1 files changed, 127 insertions, 95 deletions
diff --git a/doc/gawk.texi b/doc/gawk.texi
index 1b346289..17df090e 100644
--- a/doc/gawk.texi
+++ b/doc/gawk.texi
@@ -501,6 +501,8 @@ particular records in a file and perform operations upon them.
* Scanning an Array:: A variation of the @code{for} statement. It
loops through the indices of an array's
existing elements.
+* Controlling Scanning:: Controlling the order in which arrays
+ are scanned.
* Delete:: The @code{delete} statement removes an
element from an array.
* Numeric Array Subscripts:: How to use numbers as subscripts in
@@ -12759,10 +12761,10 @@ order in which array indices will be processed by
@samp{for (index in array) @dots{}} loops.
The value should contain one to three words; separate pairs of words
by a single space.
-One word controls sort direction, ``ascending'' or ``descending;''
-another controls the sort key, ``index'' or ``value;'' and the remaining
+One word controls sort direction, @samp{ascending} or @samp{descending};
+another controls the sort key, @samp{index} or @samp{value}; and the remaining
one, which is only valid for sorting by index, is comparison mode,
-``string'' or ``number.'' When two or three words are present, they may
+@samp{string} or @samp{number}. When two or three words are present, they may
be specified in any order, so @samp{ascending index string} and
@samp{string ascending index} are equivalent. Also, each word may
be truncated, so @samp{asc index str} and @samp{a i s} are also
@@ -12770,13 +12772,13 @@ equivalent. Note that a separating space is required even when the
words have been shortened down to one letter each.
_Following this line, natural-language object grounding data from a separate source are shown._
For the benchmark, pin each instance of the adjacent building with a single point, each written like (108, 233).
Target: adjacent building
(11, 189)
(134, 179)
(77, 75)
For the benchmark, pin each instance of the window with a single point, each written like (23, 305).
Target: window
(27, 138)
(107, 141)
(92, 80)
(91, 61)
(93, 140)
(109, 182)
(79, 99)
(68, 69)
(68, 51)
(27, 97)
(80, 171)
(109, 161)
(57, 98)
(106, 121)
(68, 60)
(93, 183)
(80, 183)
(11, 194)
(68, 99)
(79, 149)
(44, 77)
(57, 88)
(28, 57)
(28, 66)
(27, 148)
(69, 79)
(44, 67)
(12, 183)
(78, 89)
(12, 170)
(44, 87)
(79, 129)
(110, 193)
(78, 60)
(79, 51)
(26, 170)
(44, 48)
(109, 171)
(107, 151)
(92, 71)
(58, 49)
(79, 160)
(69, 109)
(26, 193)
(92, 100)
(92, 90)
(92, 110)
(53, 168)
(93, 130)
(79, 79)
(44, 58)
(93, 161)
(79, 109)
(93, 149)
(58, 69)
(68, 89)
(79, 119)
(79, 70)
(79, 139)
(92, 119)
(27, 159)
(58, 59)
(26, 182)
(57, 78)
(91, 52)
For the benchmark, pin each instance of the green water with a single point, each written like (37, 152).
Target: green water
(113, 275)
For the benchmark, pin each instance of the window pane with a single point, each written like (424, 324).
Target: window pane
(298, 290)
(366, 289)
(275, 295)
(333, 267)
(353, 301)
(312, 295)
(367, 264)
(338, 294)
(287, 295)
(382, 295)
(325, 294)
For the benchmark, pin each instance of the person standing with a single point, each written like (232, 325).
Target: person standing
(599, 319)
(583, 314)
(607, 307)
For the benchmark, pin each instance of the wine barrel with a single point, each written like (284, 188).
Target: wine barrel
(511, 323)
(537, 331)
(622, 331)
You can omit direction and/or key type and/or comparison mode. Provided
-that at least one is present, missing parts of a sort specification
+that at least one is present, the missing parts of a sort specification
default to @samp{ascending}, @samp{index}, and (for indices only) @samp{string},
respectively.
An empty string, @code{""}, is the same as @samp{unsorted} and will cause
@samp{for (index in array) @dots{}} to process the indices in
arbitrary order. Another thing to note is that the array sorting
-takes place at the time @samp{for (@dots{} in @dots{})} is about to
+takes place at the time the @code{for} loop is about to
start executing, so changing the value of @code{PROCINFO["sorted_in"]}
during loop execution does not have any effect on the order in which any
remaining array elements get processed.
@@ -13385,6 +13387,10 @@ END @{
@cindex elements in arrays, scanning
@cindex arrays, scanning
+@menu
+* Controlling Scanning:: Controlling the order in which arrays are scanned.
+@end menu
+
In programs that use arrays, it is often necessary to use a loop that
executes once for each element of an array. In other languages, where
arrays are contiguous and indices are limited to positive integers,
@@ -13449,42 +13455,49 @@ the loop body; it is not predictable whether the @code{for} loop will
reach them. Similarly, changing @var{var} inside the loop may produce
strange results. It is best to avoid such things.
+@node Controlling Scanning
+@subsubsection Controlling Array Scanning Order
+
As an extension, @command{gawk} makes it possible for you to
loop over the elements of an array in order, based on the value of
@code{PROCINFO["sorted_in"]} (@pxref{Auto-set}).
Several sorting options are available:
-@table @code
-@item "ascending index string"
-Order by indices compared as strings, the most basic sort.
-(Internally, array indices are always strings, so with @code{a[2*5] = 1}
+@table @samp
+@item ascending index string
+Order by indices compared as strings; this is the most basic sort.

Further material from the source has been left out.